I’m going to try to explain. I may get this wrong. I keep learning, though.
— Peter Newbury (@polarisdotca) May 8, 2021
2/ “Getting Under the Hood: How and for Whom Does Increased Course Structure Work?” by Sarah Eddy and @DrMrsKellyHogan is one of my fav papers.https://t.co/d5nx4aemwD
— Peter Newbury (@polarisdotca) May 8, 2021
3/ Eddy and @DrMrsKellyHogan look at the impact of increased structure in active learning (like using worksheets and clickers) by comparing exam performance after traditional lecture vs structured activities by White / Black and by First / Continuing Gen students.
— Peter Newbury (@polarisdotca) May 8, 2021
4/ Compare grey to black bars in this Fig: *everyone* is more successful in the structured class! #HighFive
Now compare diff in gray bars to diff in black: the Black-White *achievement gap* is halved.
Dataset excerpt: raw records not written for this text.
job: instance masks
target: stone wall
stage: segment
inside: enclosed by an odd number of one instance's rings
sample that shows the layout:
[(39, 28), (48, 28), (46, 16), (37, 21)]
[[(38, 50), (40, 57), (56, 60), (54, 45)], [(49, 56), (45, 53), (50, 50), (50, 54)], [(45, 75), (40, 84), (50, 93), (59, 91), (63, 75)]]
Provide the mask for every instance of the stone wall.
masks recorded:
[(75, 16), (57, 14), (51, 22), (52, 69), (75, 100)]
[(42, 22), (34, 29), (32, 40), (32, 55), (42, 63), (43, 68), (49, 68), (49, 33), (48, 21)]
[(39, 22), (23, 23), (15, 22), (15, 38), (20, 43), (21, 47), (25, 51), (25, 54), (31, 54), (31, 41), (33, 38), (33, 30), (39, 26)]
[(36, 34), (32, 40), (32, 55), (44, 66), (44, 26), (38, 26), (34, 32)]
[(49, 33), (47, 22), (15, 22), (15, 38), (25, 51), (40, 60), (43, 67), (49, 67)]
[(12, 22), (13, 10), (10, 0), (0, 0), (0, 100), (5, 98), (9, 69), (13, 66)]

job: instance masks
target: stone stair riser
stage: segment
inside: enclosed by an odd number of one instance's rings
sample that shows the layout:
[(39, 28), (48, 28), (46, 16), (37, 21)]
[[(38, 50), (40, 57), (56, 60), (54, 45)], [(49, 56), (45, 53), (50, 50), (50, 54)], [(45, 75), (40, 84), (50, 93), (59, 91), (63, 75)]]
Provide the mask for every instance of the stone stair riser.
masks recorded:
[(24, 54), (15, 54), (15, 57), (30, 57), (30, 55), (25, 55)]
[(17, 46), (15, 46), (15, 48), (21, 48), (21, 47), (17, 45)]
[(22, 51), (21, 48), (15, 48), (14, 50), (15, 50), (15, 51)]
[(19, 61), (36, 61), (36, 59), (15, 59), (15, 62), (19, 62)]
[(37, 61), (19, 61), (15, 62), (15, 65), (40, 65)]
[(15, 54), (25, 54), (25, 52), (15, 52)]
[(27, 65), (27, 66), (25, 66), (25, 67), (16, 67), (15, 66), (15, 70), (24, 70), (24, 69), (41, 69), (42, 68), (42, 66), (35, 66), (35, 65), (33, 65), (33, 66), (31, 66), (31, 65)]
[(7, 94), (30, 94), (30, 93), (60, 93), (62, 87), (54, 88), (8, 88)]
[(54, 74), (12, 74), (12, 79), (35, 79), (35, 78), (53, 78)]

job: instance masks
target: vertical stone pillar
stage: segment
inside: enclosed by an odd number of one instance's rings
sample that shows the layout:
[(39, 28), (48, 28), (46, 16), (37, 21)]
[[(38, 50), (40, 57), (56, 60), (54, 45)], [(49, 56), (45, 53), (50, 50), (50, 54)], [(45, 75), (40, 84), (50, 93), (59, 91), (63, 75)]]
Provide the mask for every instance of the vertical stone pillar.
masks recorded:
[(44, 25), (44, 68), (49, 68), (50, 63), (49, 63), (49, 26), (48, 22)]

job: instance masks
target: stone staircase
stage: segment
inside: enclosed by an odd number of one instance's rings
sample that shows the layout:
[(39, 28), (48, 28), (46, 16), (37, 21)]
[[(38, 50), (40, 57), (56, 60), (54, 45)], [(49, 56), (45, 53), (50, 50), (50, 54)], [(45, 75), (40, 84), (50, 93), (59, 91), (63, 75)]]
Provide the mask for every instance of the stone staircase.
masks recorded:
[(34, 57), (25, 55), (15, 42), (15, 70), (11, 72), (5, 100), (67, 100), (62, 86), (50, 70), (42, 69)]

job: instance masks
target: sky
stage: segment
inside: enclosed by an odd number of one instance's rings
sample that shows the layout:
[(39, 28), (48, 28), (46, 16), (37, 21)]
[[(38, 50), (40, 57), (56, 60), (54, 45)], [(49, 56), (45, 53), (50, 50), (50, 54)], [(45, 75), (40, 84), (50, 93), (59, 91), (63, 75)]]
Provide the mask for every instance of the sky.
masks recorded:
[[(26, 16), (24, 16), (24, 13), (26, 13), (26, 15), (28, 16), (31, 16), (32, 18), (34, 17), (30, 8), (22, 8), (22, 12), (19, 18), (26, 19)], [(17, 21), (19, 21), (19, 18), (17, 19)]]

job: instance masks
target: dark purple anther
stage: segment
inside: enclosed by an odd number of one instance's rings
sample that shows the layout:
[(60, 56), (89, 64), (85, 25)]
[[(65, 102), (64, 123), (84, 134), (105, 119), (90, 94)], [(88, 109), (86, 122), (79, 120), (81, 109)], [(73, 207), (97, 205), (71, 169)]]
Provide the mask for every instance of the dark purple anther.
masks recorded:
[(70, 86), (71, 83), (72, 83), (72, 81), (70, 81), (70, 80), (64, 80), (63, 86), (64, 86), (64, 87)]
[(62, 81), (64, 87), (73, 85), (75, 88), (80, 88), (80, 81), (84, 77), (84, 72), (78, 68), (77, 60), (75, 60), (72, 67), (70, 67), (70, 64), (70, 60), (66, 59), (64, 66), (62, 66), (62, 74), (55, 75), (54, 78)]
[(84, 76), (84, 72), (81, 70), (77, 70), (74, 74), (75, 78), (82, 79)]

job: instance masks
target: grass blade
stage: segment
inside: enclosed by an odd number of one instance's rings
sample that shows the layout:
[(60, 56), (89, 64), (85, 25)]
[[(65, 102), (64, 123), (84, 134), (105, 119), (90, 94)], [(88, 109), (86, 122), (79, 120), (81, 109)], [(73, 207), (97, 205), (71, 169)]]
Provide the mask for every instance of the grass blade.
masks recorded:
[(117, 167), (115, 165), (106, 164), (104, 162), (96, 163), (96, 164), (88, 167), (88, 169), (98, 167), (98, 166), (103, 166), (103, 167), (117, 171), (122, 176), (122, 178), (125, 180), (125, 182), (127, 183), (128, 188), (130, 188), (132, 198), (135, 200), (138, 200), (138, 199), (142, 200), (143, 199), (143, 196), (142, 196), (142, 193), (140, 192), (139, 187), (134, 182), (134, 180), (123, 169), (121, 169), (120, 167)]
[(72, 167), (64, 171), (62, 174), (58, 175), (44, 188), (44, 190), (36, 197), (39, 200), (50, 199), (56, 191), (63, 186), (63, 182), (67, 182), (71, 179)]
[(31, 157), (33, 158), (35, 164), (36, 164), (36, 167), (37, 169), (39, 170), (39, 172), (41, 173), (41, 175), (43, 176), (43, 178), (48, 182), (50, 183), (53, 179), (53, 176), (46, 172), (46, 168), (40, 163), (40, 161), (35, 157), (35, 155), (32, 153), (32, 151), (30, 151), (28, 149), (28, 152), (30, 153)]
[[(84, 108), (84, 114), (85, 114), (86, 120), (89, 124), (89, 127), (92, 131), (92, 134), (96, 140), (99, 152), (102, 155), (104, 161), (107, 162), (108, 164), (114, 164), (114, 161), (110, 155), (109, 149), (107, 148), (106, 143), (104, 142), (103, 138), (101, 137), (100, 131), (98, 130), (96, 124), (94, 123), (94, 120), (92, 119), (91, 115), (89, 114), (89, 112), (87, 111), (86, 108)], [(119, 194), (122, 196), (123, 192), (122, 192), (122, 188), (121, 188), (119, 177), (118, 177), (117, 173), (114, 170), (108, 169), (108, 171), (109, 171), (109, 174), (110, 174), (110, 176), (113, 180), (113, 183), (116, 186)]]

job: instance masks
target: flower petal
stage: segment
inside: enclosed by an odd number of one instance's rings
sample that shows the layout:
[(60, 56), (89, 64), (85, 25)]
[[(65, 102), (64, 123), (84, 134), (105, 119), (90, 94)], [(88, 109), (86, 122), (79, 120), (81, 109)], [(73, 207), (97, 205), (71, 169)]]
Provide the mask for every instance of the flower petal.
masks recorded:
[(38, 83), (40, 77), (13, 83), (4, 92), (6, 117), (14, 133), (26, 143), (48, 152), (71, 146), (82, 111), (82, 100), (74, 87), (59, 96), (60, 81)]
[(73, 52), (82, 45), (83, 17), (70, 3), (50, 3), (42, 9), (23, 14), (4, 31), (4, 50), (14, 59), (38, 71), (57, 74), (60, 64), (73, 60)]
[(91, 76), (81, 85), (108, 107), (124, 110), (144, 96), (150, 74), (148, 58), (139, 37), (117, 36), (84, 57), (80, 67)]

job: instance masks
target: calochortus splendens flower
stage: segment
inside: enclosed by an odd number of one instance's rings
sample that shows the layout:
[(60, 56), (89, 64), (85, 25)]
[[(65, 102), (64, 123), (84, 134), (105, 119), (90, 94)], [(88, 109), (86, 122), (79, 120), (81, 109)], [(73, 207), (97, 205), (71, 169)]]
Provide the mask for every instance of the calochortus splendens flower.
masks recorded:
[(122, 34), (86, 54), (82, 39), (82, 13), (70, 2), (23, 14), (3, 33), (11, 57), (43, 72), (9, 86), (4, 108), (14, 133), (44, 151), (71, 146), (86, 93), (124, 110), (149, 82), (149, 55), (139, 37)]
The First-Continuing gap is reduced, too. #HighFiveAgain pic.twitter.com/qMtNu5E43O
— Peter Newbury (@polarisdotca) May 8, 2021
5/ Here’s why I like this paper so much: It demonstrates the facilitating effective, active learning is #InclusiveTeaching. You needn’t artificially “diversify” your course materials or add some tokens to try to be inclusive. Just do good active learning!
— Peter Newbury (@polarisdotca) May 8, 2021
6/ My trust in the result is broken, though, when @DrIbram states the achievement gap is a construction built to reinforce “the oldest racist idea: Black intellectual inferiority.” (p 101)
— Peter Newbury (@polarisdotca) May 8, 2021
7/ Wait, what?!? How can I continue to advocate for evidence-based active learning strategies like worksheets and #PeerInstruction when the evidence is racist?
— Peter Newbury (@polarisdotca) May 8, 2021
8/ So what’s happening in Fig A? Black students have lower scores than White students. Is there something about Black minds or ability?
NO, absolutely not! It’s because they’ve been unfairly under-supported in their learning because they’re Black.
— Peter Newbury (@polarisdotca) May 8, 2021
9/ “In other words,” writes @DrIbram, “the racial problem is the opportunity gap, as antiracist reformers call it, not the achievement gap.” (p103)
— Peter Newbury (@polarisdotca) May 8, 2021
10/ The “opportunity gap”!
*broken brain re-assembles itself*
Words matter and today, those words are changing for the better. Going forward, I’ll continue to advocate for active learning and #InclusiveTeaching because it reduces the opportunity gap.
— Peter Newbury (@polarisdotca) May 8, 2021
11/ Thank-you, @DrIbram, for forcing me to question my educational development principles. I know my journey to antiracist is ongoing. I’m grateful to have taken a step forward today.
— Peter Newbury (@polarisdotca) May 8, 2021
12/ And thank-you, @DrMrsKellyHogan, for inviting conversations like this one and helping me work through it, even late on a Friday afternoon 🙂
— Peter Newbury (@polarisdotca) May 8, 2021
I’m looking forward to the next 200 pages of “How to Be an Antiracist” and the insights that emerge.